Its growing companies include Serpin Pharma, which seeks better ways to treat autoimmune responses that damage health. Its founder and CEO, Cohava Gelber, has ushered in a new drug, SP16, synthesized from a protein produced in the liver without triggering damaging inflammation. Among target uses for the drug are reducing the inflammation associated with heart attacks, avoiding or minimizing kidney injury that occurs when the heart stops during cardiac events and procedures, reducing pain experienced by cancer patients receiving chemotherapy, and rejuvenating aging skin — the last of which led to a partnership with cosmetics giant Estée Lauder Companies.

Serpin has raised more than $32 million to date. To further expand uses and complete third-phase trials, Serpin will seek a larger company to acquire it or license the use of SP16, a deal Gelber hopes could bring in $5 billion.
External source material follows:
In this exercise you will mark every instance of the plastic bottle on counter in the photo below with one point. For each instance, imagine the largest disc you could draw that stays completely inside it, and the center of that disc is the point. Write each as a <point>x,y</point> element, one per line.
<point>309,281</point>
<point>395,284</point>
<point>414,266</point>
For now, it’s working to fine-tune the processes and research that received a boost from the regional collaboration Gelber found in Prince William.

“It created a community for networking, discussions, collaborations,” she said. “You feel it. When I invite people to join me in one of these gatherings, they get very excited.”

Contraline, Tympanogen, Phlow, Tiny Cargo, and Serpin Pharma are just a few of the companies benefiting from state and regional efforts to grow the life sciences ecosystem in the Commonwealth. Through targeted investment and dedicated research, Virginia is emerging as a destination for startups and major expansions alike.

“It’s the United States’ second wave of growth and building for the biotech and life sciences industry, and Virginia is at the tip of that spear,” Hastings said.